Step 2: Step 2: Create a Base (Optional)
You could certainly just build up interesting looking things without a stand or container, but this step would make your project go from a toy to a nice piece of desk art! It's up to you how complex you'd want to make this. You could go to the hardware store and get a piece of wood flooring sample to glue a magnet to and build off. Or you could go to the local dollar store and buy a decorative mirrored plate. You could also make your own wooden stand or full container, or even 3D print one.
I designed and 3D printed a full container so I could have magnets permanently glued to the top and bottom. This allows for tall structures. You could get very creative with your container, maybe even try building something with an open top and room to mount magnets to the sides so your structure is suspended?
Step 3: Step 3: Create Art!
At this point you have your magnets prepared and maybe even some type of stand or container. Now you need some steel bearing balls to stick to the magnets.
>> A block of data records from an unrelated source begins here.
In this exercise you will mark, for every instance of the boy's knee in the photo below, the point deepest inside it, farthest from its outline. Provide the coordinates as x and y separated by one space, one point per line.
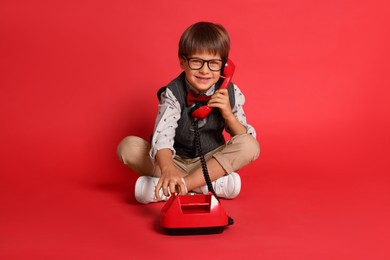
126 147
249 147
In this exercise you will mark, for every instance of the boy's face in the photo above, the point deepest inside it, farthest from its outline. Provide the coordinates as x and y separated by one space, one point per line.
203 78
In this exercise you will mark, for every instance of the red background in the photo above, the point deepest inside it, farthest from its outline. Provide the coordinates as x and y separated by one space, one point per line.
78 76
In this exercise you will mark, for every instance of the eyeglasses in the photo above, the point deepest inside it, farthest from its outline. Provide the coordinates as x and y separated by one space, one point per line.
197 64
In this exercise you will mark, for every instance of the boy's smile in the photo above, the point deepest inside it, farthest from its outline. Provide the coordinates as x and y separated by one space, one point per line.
203 78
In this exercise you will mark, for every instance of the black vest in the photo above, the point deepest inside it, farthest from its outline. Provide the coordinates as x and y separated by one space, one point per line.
211 135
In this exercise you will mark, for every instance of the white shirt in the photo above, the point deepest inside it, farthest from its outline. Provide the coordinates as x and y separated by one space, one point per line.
169 112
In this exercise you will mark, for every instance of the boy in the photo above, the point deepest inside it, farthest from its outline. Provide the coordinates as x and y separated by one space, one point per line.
171 162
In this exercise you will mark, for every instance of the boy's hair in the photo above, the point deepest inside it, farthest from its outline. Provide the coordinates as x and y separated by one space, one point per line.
205 37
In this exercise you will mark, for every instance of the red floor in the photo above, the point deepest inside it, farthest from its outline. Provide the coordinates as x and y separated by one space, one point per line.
293 205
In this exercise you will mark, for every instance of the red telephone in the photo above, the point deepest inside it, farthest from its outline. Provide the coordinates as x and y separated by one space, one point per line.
228 70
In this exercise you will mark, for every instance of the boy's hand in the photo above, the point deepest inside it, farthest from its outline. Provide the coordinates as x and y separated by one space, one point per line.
171 181
220 100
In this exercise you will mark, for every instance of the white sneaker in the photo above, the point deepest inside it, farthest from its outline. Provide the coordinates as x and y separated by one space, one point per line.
228 186
144 190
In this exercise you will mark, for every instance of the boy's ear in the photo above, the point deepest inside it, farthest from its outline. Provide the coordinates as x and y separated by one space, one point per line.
182 63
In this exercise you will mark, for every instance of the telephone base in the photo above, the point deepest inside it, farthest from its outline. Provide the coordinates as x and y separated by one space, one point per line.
193 214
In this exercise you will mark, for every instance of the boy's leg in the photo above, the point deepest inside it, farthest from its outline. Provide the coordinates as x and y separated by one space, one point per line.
133 151
238 152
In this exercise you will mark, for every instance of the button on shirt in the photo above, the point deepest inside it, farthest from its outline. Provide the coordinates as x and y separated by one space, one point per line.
169 111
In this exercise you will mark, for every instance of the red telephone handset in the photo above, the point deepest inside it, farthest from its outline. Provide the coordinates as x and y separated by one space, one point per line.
203 111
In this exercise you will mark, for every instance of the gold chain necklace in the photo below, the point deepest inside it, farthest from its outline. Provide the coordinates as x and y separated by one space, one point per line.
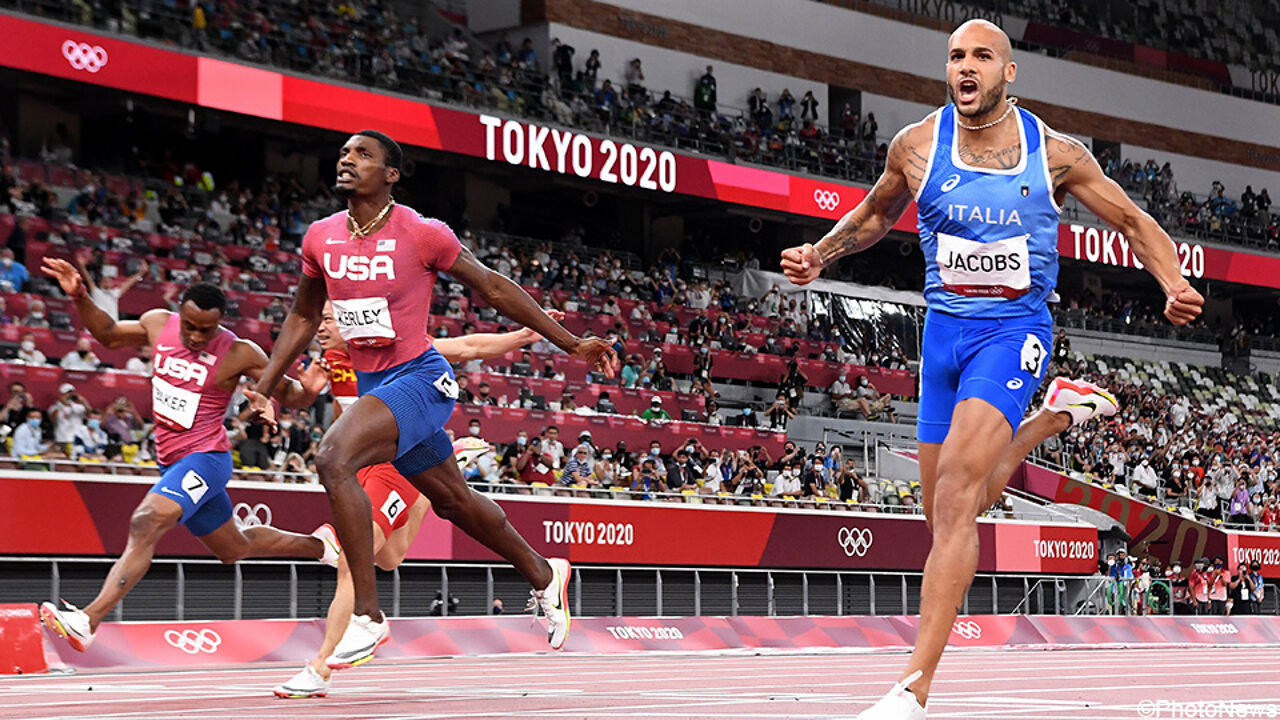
1011 101
361 231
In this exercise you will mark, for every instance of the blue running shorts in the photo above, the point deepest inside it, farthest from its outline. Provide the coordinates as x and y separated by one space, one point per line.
1000 360
420 393
199 484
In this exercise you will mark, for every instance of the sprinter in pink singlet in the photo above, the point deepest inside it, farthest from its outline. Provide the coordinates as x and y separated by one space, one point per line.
197 365
378 261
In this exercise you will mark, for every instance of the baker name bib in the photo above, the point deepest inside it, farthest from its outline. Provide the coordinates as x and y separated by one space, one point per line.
173 406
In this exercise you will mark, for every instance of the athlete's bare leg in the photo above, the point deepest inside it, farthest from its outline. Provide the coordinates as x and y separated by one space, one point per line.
979 434
453 500
339 609
152 518
1032 432
232 543
364 434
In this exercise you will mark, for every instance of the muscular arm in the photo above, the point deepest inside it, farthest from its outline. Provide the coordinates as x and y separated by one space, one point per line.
510 299
1073 169
296 333
871 220
483 346
248 360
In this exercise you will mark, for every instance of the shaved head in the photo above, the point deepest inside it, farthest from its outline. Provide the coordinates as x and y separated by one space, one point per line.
983 33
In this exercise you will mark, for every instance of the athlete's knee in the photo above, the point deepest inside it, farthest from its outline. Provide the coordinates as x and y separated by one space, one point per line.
149 524
334 463
956 500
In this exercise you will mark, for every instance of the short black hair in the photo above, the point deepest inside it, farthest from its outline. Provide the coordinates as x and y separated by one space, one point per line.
206 296
392 149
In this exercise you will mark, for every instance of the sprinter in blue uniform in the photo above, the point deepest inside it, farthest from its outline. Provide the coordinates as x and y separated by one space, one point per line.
988 180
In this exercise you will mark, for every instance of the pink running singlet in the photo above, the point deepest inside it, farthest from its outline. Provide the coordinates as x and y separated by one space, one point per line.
380 285
186 400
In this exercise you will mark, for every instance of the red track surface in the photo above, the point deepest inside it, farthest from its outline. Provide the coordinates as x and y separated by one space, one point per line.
1074 684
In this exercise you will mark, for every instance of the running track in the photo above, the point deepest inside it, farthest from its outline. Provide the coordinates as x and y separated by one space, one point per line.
1066 684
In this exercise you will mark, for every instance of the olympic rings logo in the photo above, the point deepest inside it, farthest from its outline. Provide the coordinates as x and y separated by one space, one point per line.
193 642
855 541
967 629
251 515
826 199
85 57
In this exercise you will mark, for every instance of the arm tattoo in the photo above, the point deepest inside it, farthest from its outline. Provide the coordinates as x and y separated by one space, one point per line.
1066 155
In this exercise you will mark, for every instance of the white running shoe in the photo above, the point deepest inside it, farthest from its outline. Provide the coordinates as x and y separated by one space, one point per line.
900 703
71 623
553 601
360 642
1080 400
306 683
332 547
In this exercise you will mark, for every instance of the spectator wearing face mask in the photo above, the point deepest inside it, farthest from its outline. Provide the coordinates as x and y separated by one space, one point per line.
36 317
28 438
654 411
1217 586
787 482
1180 592
68 414
13 274
1198 583
27 351
90 441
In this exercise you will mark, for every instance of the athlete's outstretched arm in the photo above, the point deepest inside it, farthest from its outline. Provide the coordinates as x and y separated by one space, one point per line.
248 360
1074 169
103 327
512 301
865 224
483 346
298 328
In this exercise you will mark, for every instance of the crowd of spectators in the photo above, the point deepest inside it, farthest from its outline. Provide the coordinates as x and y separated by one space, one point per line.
1240 33
1169 449
1247 219
1144 587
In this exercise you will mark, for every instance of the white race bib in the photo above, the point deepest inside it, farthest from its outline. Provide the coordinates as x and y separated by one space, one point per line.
984 269
365 322
173 406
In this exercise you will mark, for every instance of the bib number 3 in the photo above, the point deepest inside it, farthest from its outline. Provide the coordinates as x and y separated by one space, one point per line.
447 386
1033 355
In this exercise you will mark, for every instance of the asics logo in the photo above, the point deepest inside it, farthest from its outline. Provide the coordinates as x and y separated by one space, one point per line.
967 629
826 199
252 515
85 57
855 541
193 642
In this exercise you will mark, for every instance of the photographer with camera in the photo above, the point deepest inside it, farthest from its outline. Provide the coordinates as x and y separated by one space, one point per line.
535 465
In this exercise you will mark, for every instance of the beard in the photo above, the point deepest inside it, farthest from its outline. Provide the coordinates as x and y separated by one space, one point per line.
988 101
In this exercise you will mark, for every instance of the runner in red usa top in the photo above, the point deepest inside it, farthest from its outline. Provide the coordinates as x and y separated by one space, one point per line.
197 365
378 261
988 181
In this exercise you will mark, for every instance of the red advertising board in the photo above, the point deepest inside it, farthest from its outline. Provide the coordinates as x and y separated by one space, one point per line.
94 511
136 67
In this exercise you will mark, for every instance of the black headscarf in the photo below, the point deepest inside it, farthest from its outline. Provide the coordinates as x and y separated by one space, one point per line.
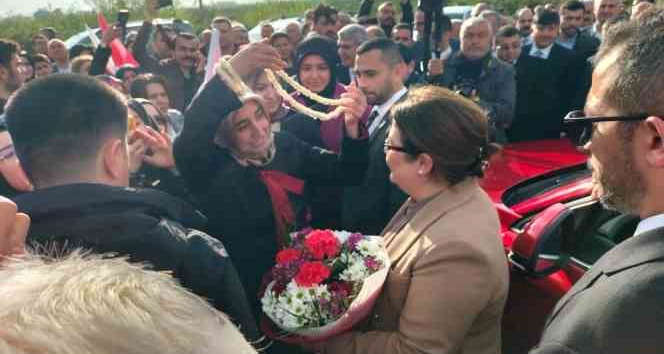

These can be ordered online for extremely cheap. I used 3 different sizes which ends up looking kind of organic and very visually interesting. The smaller size balls are nice for filling small spaces and hiding visible magnets. Hiding all the magnets really turns your project into something beautiful and will make it less obvious to others how it's held together.
Step 4: Step 4: Photograph Your Art!
It's worth noting that aside from being interesting desk art and a relaxing toy to play with, this project photographs wonderfully. Especially with long exposures that use moving colored light sources in a dark room. There is so much room to play with this idea between the light painting techniques and building interesting looking configurations to shoot, different lenses and focal distances, etc. Well worth a try, even if you're only using a phone camera!